Posko pengungsian pergerakan tanah berada di Lapangan Cinyagoler, Kampung Cinyagoler, Desa Panyaungan, Kabupaten Lebak.
Sementara, posko pengungsian korban longsor didirikan di SMPN 8 Bayah, bagi korban longsor di Kampung Lebak Manggah, Desa Cidikit, Kecamatan Bayah.
Dari data BPBD Lebak, total ada 250 warga yang mengungsi. Mereka korban pergerakan tanah dan longsor, dengan rincian korban longsor 65 KK dengan 180 warga mengungsi dan korban pergerakan tanah 23 KK dengan 70 warga mengungsi.
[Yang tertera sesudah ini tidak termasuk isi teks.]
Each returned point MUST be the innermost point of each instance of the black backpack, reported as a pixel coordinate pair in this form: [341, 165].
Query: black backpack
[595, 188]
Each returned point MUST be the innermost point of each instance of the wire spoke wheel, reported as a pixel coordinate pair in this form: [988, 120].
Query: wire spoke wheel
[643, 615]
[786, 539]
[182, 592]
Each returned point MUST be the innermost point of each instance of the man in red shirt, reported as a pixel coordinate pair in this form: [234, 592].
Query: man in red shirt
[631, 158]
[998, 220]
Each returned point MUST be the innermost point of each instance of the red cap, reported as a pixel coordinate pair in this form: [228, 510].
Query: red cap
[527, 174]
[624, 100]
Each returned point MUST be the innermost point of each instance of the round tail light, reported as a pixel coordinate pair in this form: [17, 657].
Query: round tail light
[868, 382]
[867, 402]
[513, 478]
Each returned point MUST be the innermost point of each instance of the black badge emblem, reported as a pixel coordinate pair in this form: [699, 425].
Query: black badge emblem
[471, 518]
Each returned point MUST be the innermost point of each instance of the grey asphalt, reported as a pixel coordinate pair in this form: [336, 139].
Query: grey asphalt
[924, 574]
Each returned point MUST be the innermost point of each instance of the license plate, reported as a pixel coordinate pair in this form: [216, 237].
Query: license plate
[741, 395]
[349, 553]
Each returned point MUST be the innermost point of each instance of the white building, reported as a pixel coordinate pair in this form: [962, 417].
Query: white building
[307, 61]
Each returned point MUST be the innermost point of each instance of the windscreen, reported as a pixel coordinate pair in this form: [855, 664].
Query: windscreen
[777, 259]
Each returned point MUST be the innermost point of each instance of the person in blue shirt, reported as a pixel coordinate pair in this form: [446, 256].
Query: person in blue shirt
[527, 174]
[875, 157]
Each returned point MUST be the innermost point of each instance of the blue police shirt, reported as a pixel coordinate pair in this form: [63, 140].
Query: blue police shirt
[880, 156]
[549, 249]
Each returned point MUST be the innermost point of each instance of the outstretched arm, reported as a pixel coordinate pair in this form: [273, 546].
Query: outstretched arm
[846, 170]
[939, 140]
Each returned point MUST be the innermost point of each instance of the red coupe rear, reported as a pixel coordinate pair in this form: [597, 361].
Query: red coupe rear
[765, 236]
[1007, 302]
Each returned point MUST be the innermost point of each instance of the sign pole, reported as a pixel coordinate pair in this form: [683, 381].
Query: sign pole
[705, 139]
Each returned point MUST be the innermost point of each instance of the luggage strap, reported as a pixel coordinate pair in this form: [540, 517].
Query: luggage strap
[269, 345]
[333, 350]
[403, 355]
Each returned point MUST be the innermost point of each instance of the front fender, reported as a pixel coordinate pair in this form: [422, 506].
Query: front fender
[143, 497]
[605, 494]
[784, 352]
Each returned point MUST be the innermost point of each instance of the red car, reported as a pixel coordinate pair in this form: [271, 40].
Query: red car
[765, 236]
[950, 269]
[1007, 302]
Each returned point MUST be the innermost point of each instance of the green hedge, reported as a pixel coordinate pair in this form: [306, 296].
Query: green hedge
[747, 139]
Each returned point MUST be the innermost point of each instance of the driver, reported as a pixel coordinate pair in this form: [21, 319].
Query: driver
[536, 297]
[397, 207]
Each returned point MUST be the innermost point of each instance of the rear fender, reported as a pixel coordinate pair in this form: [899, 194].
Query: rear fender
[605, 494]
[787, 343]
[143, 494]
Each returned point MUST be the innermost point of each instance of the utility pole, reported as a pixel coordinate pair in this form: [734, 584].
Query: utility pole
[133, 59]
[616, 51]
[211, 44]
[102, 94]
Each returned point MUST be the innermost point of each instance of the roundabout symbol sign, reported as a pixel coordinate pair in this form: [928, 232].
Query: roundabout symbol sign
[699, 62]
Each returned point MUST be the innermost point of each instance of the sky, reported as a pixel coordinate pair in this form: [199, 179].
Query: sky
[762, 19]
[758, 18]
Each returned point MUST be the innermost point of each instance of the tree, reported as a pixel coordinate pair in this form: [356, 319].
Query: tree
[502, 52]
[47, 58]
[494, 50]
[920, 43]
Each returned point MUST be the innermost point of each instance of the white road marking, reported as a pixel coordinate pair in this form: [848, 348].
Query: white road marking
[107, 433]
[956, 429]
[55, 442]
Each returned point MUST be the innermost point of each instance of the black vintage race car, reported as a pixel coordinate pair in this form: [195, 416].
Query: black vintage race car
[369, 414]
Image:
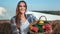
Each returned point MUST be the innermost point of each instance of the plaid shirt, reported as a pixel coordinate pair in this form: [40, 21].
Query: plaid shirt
[29, 17]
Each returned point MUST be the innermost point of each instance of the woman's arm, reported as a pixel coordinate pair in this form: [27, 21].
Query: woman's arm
[13, 26]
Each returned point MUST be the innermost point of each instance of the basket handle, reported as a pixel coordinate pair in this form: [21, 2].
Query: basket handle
[43, 16]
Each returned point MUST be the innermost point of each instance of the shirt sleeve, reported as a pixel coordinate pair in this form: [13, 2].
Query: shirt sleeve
[13, 26]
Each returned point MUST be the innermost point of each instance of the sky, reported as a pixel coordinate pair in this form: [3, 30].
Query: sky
[8, 7]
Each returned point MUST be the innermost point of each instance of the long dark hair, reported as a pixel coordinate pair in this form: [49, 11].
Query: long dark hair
[17, 13]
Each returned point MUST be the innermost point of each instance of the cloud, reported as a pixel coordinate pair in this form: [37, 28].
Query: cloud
[2, 11]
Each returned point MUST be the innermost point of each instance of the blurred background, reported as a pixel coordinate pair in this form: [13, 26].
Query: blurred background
[48, 8]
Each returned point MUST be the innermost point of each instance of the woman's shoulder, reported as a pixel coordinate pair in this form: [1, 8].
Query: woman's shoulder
[13, 18]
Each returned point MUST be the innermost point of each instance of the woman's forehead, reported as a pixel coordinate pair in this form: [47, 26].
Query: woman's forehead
[22, 3]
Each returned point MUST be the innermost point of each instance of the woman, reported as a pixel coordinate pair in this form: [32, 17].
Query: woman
[21, 21]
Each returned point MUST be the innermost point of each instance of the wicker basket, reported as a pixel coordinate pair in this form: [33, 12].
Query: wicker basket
[31, 32]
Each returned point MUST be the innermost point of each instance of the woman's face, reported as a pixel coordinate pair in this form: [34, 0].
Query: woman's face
[22, 7]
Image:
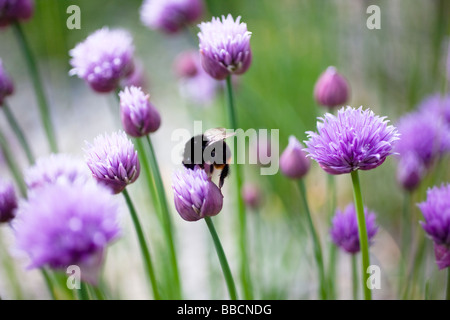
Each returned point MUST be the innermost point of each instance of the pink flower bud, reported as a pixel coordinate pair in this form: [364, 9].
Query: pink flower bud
[332, 89]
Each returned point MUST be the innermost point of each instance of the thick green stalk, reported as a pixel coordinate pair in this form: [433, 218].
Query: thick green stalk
[145, 170]
[167, 222]
[406, 241]
[151, 171]
[316, 242]
[38, 87]
[223, 259]
[245, 266]
[13, 165]
[332, 250]
[10, 271]
[18, 132]
[354, 277]
[143, 245]
[98, 292]
[362, 231]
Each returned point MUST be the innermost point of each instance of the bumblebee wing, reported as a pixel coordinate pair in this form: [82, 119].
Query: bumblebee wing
[217, 134]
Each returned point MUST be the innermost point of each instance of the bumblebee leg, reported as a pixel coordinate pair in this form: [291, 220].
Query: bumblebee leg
[223, 174]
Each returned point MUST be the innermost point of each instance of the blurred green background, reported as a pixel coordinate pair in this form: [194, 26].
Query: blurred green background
[389, 70]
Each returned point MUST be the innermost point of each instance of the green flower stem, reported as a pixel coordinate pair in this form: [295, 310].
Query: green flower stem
[143, 245]
[145, 170]
[354, 277]
[223, 259]
[18, 132]
[245, 266]
[98, 292]
[316, 242]
[13, 165]
[156, 188]
[10, 271]
[167, 223]
[362, 231]
[332, 251]
[38, 88]
[406, 240]
[447, 293]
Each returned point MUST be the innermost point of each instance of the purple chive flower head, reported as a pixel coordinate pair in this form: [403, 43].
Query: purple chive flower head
[103, 59]
[293, 161]
[438, 105]
[67, 224]
[194, 83]
[139, 116]
[425, 134]
[6, 84]
[195, 195]
[331, 89]
[225, 47]
[113, 160]
[8, 201]
[344, 230]
[14, 10]
[442, 254]
[410, 171]
[356, 139]
[54, 169]
[436, 211]
[170, 16]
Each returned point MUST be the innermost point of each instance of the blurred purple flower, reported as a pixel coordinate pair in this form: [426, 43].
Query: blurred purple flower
[438, 105]
[344, 230]
[293, 161]
[56, 168]
[356, 139]
[139, 116]
[442, 254]
[66, 224]
[170, 16]
[331, 89]
[195, 84]
[14, 10]
[113, 160]
[103, 59]
[6, 84]
[136, 78]
[436, 211]
[425, 134]
[195, 195]
[8, 201]
[410, 171]
[225, 47]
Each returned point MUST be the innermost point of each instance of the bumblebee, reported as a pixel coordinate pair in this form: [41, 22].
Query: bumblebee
[209, 151]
Kepala Pelaksana BPBD Lebahlk, Febby Rizky Pratama, menyampaikan bahwa dua posko didirikan karena permukiman para korban berbahaya untuk ditempati.
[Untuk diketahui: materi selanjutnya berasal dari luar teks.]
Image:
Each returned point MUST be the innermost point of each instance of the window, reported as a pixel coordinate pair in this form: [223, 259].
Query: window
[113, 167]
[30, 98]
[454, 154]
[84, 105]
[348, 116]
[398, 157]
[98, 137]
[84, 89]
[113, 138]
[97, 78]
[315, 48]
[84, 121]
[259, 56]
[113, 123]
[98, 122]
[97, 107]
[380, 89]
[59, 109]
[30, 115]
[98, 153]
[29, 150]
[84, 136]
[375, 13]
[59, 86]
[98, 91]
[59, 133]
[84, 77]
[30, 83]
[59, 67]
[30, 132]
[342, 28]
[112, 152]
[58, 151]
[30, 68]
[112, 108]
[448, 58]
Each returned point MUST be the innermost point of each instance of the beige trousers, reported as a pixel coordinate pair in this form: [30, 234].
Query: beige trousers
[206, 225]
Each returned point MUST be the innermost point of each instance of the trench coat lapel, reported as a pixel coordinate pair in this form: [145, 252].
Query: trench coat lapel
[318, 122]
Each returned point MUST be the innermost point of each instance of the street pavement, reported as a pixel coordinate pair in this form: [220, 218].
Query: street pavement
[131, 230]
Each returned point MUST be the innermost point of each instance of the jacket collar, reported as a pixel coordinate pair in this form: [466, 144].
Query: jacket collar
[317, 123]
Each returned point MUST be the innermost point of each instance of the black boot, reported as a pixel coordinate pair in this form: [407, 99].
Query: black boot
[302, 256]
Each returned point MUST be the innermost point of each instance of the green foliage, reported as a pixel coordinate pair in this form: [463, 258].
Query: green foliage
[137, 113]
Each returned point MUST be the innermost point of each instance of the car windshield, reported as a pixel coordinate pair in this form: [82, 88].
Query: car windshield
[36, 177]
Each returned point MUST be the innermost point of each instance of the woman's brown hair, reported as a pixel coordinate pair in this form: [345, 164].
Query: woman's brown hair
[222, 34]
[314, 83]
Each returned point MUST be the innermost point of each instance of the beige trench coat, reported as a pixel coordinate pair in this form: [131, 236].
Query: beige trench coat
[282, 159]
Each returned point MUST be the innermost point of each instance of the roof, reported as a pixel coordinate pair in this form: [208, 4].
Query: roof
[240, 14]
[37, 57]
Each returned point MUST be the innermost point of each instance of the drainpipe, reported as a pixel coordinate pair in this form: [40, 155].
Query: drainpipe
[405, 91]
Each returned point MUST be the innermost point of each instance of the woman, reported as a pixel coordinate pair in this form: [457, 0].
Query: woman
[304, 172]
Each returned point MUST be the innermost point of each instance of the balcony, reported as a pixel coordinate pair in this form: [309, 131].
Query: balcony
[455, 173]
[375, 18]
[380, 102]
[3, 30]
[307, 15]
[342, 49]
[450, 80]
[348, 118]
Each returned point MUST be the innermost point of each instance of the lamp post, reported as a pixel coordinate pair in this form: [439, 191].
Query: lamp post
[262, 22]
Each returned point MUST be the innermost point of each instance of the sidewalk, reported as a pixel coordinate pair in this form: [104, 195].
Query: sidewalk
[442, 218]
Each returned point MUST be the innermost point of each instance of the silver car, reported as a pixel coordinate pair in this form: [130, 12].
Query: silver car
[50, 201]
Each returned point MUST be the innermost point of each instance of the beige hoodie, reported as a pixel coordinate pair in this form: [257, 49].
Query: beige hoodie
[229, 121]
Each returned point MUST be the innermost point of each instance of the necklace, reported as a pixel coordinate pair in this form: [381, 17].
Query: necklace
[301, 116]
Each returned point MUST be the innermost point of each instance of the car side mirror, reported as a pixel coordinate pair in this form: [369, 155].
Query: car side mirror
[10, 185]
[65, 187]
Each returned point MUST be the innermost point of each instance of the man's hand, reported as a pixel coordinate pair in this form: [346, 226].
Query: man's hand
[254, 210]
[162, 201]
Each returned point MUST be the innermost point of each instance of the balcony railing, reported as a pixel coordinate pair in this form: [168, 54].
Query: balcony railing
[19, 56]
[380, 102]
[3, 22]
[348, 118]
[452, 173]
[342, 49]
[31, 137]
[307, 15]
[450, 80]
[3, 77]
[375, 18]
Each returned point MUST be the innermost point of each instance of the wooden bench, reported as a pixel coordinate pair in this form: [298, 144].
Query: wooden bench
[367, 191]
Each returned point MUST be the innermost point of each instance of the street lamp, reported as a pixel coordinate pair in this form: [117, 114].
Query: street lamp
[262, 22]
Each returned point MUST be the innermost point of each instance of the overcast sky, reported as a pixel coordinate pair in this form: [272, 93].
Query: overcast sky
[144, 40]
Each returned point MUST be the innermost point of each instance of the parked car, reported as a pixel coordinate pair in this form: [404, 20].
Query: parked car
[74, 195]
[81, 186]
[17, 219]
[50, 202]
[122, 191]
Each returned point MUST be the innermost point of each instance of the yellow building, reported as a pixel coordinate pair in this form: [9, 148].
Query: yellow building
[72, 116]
“Jadi ada dua titik yang terjadi pergerakan tanah dan longsor. Pertama, di Desa Panyaungan, Kecamatan Cihara, itu ada 21 rumah dan 23 KK yang kemudian kita tempatkan di pengungsian terpusat di lapangan Cinagoler,” terang Febby saat berada di kantor BPBD Lebak, Minggu, 9 Desember 2024.
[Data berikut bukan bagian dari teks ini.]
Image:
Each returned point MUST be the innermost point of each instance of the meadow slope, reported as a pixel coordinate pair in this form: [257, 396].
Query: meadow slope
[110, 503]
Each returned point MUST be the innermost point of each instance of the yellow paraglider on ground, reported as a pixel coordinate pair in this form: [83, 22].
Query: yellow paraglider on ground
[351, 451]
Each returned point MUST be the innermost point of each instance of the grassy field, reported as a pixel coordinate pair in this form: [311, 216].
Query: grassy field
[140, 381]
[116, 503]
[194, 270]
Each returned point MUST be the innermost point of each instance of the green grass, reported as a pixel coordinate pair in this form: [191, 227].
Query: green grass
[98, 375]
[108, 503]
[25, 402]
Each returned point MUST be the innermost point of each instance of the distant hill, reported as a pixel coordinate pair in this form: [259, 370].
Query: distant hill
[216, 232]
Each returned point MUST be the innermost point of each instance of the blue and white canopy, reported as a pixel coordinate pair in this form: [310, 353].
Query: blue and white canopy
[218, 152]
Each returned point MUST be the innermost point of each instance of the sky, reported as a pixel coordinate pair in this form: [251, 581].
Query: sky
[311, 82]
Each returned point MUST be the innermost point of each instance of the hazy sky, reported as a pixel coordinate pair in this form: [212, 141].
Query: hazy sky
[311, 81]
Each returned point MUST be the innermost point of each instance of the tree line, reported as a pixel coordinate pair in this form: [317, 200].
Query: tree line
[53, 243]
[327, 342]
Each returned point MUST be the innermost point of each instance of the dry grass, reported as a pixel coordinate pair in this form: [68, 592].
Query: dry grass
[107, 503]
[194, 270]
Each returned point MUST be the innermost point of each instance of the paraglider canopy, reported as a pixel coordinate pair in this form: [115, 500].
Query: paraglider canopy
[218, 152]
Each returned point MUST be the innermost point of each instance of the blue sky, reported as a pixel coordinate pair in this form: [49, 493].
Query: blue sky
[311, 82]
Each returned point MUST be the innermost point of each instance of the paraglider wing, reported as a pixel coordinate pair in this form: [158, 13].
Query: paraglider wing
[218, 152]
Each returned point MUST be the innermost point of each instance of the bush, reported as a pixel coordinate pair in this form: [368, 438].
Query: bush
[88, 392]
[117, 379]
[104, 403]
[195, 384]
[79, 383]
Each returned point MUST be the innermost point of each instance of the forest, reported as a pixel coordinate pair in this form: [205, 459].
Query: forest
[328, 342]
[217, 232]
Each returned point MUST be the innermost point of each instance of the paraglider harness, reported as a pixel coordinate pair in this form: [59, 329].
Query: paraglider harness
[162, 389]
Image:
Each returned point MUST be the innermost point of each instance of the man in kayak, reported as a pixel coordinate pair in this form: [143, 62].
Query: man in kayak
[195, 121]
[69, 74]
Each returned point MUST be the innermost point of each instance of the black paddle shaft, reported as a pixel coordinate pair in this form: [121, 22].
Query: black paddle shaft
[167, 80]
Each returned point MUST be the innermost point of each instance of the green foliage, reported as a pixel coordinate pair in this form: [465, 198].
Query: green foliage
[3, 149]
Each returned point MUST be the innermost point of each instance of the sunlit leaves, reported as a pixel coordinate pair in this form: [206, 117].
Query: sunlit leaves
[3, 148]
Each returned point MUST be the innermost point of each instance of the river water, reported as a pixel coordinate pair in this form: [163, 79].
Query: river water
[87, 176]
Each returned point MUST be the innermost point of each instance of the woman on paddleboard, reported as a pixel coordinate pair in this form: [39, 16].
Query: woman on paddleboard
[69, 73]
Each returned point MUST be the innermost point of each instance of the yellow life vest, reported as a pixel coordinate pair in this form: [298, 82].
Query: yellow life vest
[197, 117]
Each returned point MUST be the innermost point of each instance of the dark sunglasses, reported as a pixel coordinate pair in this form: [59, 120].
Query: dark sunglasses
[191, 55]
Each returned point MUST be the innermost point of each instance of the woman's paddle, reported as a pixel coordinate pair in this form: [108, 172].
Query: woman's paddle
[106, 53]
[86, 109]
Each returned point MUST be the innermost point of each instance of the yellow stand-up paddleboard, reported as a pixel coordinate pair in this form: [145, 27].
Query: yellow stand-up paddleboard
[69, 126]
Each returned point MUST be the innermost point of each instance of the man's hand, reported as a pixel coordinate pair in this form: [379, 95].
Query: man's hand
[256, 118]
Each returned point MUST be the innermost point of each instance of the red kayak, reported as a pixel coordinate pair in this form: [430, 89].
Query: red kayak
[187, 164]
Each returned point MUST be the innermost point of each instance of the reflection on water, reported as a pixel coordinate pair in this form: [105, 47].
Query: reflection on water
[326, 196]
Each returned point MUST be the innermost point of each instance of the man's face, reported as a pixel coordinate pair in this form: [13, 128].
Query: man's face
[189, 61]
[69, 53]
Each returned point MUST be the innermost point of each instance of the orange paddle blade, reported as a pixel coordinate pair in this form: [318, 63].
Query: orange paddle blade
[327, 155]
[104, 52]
“Di sana kita membangun tenda pengungsian dan dapur umum yang disediakan untuk pengungsian dan teman-teman relawan,” lanjutnya.
Febby menerangkan, ada longsor besar di Cidikit. Walau tidak ada korban jiwa, namun dampaknya sangat berbahaya.
“Kemudian satu lagi adalah longsor yang terjadi di Desa Cidikit, Kampungnya Lebak Manggah, Kecamatan Bayah. Kalau di Desa Cidikit, sebenarnya longsornya hanya menimbulkan satu rumah yang rusak, hanya memang lokasinya berada di bukit, dimana sebelah kirinya yang mengalami longsor, ada mahkota longsor yang besar,” ucapnya.
Ia menambahkan, pengungsian ditempatkan pada lapangan Cinagoler dan SMPN 8 Bayah untuk puluhan warga.
Saat ini, kondisi sudah ada logistik bantuan tepusat oleh BPBD Lebak.
“Di sana kami buat dapur umum untuk memberikan bantuan kepada warga yang membutuhkan ya, karena saat ini tinggal di tempat pengungsian terpusat,” terangnya.